NSF Grants of $947,000 Help UNH Professor Boost Ethanol Efficiency
DURHAM, N.H. - Xiaowei Teng, assistant professor of chemical engineering at the University of New Hampshire, has received two National Science Foundation grants totaling nearly $1 million to improve the efficiency of ethanol oxidation fuel cell reactions.
"With these grants, we're trying to promote ethanol as a future renewable fuel in the power generation industry," says Teng. "Our research tries to target the most efficient way to burn it."
Fuel cells, far more efficient than internal combustion engines, are emerging as a way to generate electricity from chemical energy; they are much like batteries in their function. Ethanol, which has been added to gasoline for use in autos, is at least four times more efficient in fuel cell reactions than in internal combustion engines. While hydrogen is the best-studied fuel in fuel cell reactions, ethanol presents several advantages.
"It's less toxic compared to other fuels, and it can be obtained from a renewable process," says Teng, adding that it can be derived not only from corn but also from non-sugar sources such as grasses and stalks.
Ethanol is hampered, however, by a slow, inefficient, and expensive oxidation process in the fuel cell reactions.
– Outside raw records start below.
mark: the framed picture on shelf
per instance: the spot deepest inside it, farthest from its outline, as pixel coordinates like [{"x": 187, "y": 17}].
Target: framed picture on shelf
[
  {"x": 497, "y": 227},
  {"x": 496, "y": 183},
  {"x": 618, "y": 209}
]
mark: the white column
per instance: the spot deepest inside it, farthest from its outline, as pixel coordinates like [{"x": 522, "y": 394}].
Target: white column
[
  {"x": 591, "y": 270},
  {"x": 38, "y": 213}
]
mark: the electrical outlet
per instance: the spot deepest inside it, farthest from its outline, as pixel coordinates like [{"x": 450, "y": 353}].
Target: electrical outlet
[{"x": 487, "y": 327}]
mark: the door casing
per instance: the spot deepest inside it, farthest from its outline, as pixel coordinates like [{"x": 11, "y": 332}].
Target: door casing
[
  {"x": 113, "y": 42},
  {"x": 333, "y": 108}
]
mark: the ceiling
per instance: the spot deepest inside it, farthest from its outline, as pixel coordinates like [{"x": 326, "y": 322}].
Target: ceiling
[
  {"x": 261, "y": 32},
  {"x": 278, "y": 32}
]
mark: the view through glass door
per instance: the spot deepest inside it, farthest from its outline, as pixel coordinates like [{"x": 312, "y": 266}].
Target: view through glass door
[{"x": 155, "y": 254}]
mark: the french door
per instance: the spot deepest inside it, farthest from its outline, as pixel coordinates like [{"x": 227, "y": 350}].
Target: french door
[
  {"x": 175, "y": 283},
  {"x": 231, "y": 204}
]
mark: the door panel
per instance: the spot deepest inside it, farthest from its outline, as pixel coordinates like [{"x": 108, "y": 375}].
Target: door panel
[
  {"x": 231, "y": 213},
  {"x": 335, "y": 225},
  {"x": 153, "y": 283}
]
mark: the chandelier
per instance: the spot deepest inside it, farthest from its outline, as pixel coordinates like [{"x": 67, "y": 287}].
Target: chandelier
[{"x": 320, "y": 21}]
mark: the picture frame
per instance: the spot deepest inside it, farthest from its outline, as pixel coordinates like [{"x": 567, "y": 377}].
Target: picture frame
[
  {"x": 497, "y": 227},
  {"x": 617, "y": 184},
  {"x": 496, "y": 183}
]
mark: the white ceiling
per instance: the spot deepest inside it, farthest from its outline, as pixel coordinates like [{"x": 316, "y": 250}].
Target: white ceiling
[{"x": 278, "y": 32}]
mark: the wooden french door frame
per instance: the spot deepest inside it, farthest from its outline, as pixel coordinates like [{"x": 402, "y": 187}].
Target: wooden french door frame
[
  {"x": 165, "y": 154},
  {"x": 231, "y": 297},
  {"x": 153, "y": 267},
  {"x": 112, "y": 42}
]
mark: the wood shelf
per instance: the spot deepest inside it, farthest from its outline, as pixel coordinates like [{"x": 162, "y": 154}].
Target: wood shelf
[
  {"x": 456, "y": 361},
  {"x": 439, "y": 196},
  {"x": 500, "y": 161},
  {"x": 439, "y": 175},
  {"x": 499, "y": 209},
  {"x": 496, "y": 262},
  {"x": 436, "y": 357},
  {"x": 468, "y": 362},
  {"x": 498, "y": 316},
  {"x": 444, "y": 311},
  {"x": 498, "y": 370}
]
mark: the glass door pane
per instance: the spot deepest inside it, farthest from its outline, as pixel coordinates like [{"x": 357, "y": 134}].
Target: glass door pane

With these two grants, each for three years, Teng and his colleagues will seek to improve that process. With the first grant, $375,000 funded by the Chemical Catalysis Program at NSF, Teng and co-principal investigator Nathaniel Deskins of Worcester Polytechnic Institute will develop and investigate a new class of palladium-based catalysts for efficient oxidation of ethanol in an alkaline medium via so-called alkaline fuel cell (AFC) reactions.
The second grant, $572,802 from NSF's Catalysis and Biocatalysis Program, will fund the development of a new class of catalysts for ethanol oxidation that replace the currently used platinum-based catalysts, which are extremely expensive and less efficient, in proton exchange membrane fuel cell (PEMPC) reactions. Working with Deskins and Anatoly Frenkel from Yeshiva University, Teng will explore the use of catalysts based in iridium, which has a much lower price and higher reactivity than platinum in oxidizing ethanol molecules into carbon dioxide and water.
The University of New Hampshire, founded in 1866, is a world-class public research university with the feel of a New England liberal arts college. A land, sea, and space-grant university, UNH is the state's flagship public institution, enrolling 12,200 undergraduate and 2,300 graduate students.